Politics can sometimes provide a handy escape hatch. Why worry about evil on the other side of the world when we Kansans have Sam Brownback and Paul Davis to kick around?

Another avenue we’ve found to numb ourselves to evil is rage. This is where I need to make my confession.

After the death of James Foley, I found the state of the world very depressing. I’d been trying to add things up for days, without success. I could see the logistics of evil being played out on the world stage, but I couldn’t for the life of me understand the why of it all. “Why?’… “Why?”… “Why?’ My oldest son used to ask “Why?” all the time when he was a little boy. “Why do birds lay eggs and people have babies?” “Why do we need grabbidy?” I remember hearing Stephen Hawking once say he could calculate the exact time of the Big Bang within nanoseconds, but also confessed he was still puzzled by the “Why?” of the universe.

As I pondered the whys, I felt a powerful sense of rage well up within me. “Kill all the evil people,” I thought. Like Isaiah the prophet I pleaded to God, “Dash them to pieces.”  Like King David of old, I felt hate and revulsion. “Do I not hate them, O Lord, who hate You? And do I not loathe those who rise up against You?  I hate them with perfect hatred; I count them my enemies.”   

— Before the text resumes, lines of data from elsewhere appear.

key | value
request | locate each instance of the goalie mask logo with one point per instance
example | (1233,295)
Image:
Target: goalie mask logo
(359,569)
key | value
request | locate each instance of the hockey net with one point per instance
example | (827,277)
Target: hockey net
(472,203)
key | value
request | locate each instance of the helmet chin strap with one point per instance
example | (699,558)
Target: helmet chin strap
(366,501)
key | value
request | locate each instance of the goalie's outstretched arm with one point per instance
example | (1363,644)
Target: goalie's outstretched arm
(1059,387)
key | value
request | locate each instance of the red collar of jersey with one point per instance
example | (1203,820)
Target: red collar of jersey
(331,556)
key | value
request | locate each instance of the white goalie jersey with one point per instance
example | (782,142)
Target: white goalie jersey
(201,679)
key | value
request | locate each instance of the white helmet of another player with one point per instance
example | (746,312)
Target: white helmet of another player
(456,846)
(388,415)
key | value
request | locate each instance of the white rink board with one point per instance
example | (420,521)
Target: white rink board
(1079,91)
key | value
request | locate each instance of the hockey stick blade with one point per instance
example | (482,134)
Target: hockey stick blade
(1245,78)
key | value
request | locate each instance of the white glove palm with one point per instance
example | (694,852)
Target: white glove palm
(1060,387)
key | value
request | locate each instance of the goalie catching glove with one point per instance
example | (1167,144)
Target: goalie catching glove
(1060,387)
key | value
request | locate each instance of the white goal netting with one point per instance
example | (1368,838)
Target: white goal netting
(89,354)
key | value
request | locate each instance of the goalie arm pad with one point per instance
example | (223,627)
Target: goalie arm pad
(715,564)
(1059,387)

When morning broke the next day, ISIS was still taking territory faster than the Sooners did in the days of the Oklahoma Land Rush. Christians, Yazidis, apostates, and infidels were still being crucified, decapitated, or shot to death. Nothing much had changed and I still couldn’t figure out why ISIS was doing such evil things.  

Then, a few days after the rage subsided, I came across the words of Primo Levi, an Italian Jew who spent the last years of World War II as a prisoner in Auschwitz. In his memoir he wrote of an incident when he saw a large icicle outside the window of his cell. When he tried to break the icicle off to quench his thirst, Levi said one of the guards knocked it out of his hand. “Why?” Levi asked. The guard responded, “Here there is no why.”

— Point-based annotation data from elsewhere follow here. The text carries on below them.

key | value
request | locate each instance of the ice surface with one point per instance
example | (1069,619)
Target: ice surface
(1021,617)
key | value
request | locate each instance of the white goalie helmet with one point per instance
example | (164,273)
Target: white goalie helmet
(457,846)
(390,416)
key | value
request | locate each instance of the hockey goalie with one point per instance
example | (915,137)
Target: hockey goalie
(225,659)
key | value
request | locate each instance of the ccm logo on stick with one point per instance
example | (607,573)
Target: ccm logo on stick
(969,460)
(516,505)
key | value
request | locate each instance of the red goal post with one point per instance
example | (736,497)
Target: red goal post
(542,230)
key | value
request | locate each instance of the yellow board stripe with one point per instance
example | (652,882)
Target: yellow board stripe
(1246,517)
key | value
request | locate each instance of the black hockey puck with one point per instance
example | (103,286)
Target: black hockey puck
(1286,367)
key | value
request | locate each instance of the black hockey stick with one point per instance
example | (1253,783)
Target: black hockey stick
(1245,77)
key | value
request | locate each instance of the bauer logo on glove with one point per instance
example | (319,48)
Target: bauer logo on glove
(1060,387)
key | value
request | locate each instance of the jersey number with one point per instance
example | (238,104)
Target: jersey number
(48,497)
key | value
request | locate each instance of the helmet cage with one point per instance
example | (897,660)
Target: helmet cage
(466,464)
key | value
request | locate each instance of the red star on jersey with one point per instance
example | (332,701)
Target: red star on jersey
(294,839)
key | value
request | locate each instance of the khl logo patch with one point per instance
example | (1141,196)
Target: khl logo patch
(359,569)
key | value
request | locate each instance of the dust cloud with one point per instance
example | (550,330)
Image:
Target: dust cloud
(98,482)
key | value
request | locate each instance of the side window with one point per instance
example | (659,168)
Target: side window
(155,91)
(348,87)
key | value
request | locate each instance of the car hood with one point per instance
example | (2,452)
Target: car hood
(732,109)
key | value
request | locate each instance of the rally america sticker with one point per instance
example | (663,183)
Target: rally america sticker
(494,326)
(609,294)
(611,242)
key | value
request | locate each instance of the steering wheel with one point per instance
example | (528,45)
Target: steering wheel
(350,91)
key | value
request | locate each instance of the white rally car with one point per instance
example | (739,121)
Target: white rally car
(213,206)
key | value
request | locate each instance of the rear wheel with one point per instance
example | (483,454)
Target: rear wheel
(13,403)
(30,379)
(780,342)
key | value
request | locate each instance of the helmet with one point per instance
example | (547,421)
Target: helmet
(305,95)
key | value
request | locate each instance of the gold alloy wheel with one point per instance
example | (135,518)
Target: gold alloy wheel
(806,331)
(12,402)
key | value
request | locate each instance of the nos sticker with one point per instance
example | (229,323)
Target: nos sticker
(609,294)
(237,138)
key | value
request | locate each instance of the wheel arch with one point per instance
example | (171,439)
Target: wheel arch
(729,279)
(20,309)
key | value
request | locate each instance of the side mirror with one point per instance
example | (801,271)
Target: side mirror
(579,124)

I now realize that trying to dull the visible effects of evil in the world with rage won’t make it magically disappear. It’s a futile exercise, much like snapping a “selfie” at Auschwitz or getting caught up in Kansas politics. Like Levi, I’m forced to confess that sometimes there is no why.

But, there are questions that come on the heels of the “Why?” of ISIS. How do we stop the madness? What should we do? What can we do? Citing the Catechism of the Catholic Church and the Second Vatican Council, Kathryn Jean Lopez said the answers to those kinds of questions lie deep within our consciences. If we search diligently, she wrote, we will “discover a law which man has not laid upon himself but which he must obey.”

She’s right.  Once we complete that search, I believe we will be prepared to act justly...and rightly.